Notebook

Black Hole Spectroscopy with PyCBC Inference¶

This notebook provides an overview of how to do black hole spectroscopy with PyCBC Inference. We suggest that you go through the inference tutorial 0 for a better understanding of what's done here. For more details, see the separate tutorial notebooks.

Make sure the software is set up¶

To do a ringdown analysis in PyCBC we need the pykerr package installed. We'll also install dynesty for doing the sampling. These are both optional dependencies in the PyCBC repository, meaning that we need to install them separately if we are installing released versions of PyCBC.

In [ ]:

import sys
!{sys.executable} -m pip install pykerr dynesty pycbc --no-cache-dir

Recap¶

To do parameter estimation, we use the command-line script pycbc_inference.

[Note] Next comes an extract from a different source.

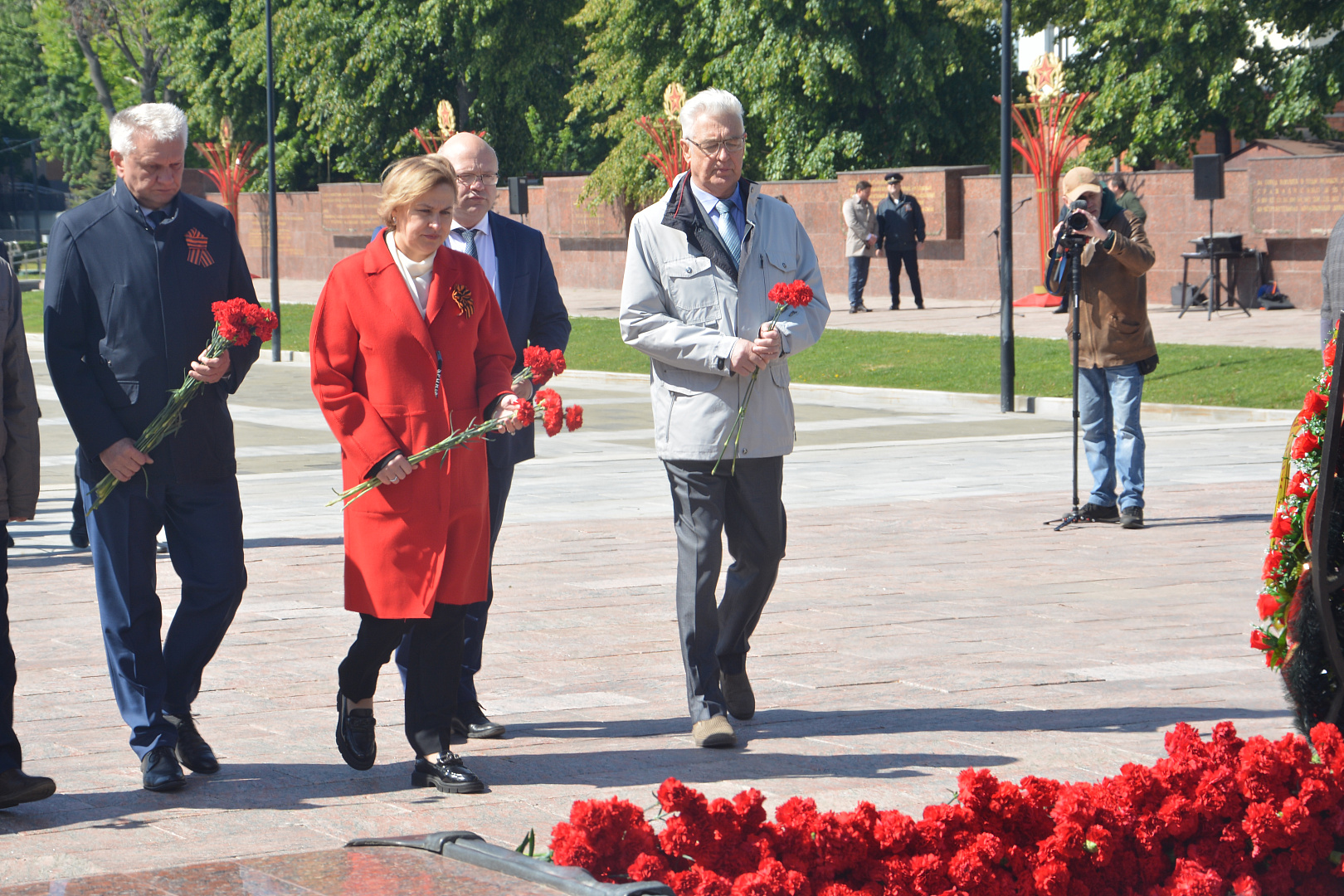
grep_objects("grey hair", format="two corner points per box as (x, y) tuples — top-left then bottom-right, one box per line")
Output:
(108, 102), (187, 156)
(677, 87), (746, 137)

This pulls together the sampler, models, and distributions modules in the pycbc.inference package so that we may perform Bayesian inference. The standard command-line argument for PyCBC inference are:

pycbc_inference --verbose --seed ${SEED} --output-file inference.hdf --config-files config1.ini [config2.ini ...]

The key arguments that pycbc_inference takes are an output file and one or more config-files (run pycbc_inference --help to see all of the arguments it takes). The config files entirely specify the problem that you will be analyzing. In them, you specify the model to use, the variable parameters, and the prior on each of the parameters. If the model involves gravitational-wave data, you also specify what data to load and how to estimate the PSD.

You use the same command-line program regardless of whether you are doing a standard CBC analysis, a BH ringdown analysis, or any other form of testing GR. The config file(s) you provide are what determines what type of analysis you are doing. Below, we will illustrated how to setup a config file to do a BH ringdown analysis on GW190521.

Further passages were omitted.